Crimes contra Ordenamento Urbano e Patrimônio Cultural

 

  • Destruir, inutilizar, deteriorar, alterar o aspecto ou estrutura sem devida autorização, 
  • Pichar ou grafitar bem, edificação ou local especialmente protegido por lei, 
  • Danificar registros, documentos, museus, bibliotecas e qualquer outra estrutura, edificação ou local protegidos quer por seu valor paisagístico, histórico, cultural, religioso e arqueológico, 
  • Construção em solo não edificável (por exemplo áreas de preservação), ou no seu entorno, sem autorização ou em desacordo com a autorização concedida.

 

Crimes contra a Administração Ambiental

 

  • Afirmação falsa ou enganosa, sonegação ou omissão de informações e dados técnico-científicos em processos de licenciamento ou autorização ambiental, 
  • Concessão de licenças ou autorizações em desacordo com as normas ambientais, 
  • Deixar, aquele que tiver o dever legal ou contratual de fazê-lo, de cumprir obrigação de relevante interesse ambiental, 
  • Dificultar ou obstar a ação fiscalizadora do Poder Público.

 

As penas previstas pela Lei de Crimes Ambientais são aplicadas conforme a gravidade da infração: quanto mais reprovável a conduta, mais severa a punição. Se destacam entre as punições, o regime penitenciário, multas, suspensão de atividades, prestação de serviços à comunidade, interdição temporária de direitos, recolhimento domiciliar, entre outros.

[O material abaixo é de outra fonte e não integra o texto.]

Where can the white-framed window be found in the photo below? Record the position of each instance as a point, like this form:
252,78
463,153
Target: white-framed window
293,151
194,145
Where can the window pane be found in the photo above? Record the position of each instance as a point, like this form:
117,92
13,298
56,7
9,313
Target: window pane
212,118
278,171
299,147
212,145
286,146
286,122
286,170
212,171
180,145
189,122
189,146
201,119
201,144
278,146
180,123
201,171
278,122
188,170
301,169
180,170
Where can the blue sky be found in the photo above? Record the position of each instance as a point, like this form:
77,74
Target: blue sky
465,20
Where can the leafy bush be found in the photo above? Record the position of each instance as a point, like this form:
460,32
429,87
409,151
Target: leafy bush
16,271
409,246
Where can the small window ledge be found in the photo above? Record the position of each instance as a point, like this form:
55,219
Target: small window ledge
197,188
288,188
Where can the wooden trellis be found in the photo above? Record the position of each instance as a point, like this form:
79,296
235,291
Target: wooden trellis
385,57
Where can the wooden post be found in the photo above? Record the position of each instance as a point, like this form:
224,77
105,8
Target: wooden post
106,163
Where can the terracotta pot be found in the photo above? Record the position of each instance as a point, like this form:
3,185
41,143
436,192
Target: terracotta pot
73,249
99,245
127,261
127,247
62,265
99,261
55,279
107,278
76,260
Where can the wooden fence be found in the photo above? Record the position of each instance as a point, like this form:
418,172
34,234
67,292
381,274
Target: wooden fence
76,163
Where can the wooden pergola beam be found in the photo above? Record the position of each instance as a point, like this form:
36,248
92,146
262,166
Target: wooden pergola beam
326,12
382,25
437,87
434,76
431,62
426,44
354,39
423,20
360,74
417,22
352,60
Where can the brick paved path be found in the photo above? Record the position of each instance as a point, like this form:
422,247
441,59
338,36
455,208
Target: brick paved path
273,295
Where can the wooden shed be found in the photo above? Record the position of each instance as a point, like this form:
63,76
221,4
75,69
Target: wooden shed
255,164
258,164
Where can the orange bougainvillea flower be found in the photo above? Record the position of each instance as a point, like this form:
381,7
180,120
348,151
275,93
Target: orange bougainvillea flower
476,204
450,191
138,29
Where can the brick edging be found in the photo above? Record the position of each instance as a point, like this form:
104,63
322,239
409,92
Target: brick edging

Dessa forma, ao contrário do que ocorria no passado, a criação e aplicação da lei, definem, entre muitas coisas, a responsabilidade das pessoas jurídicas, permitindo que grandes empresas sejam responsabilizadas criminalmente pelos danos que seus empreendimentos possam causar à natureza. Além do fato, de que agora as penas têm uniformização e gradação adequadas e as infrações são claramente definidas.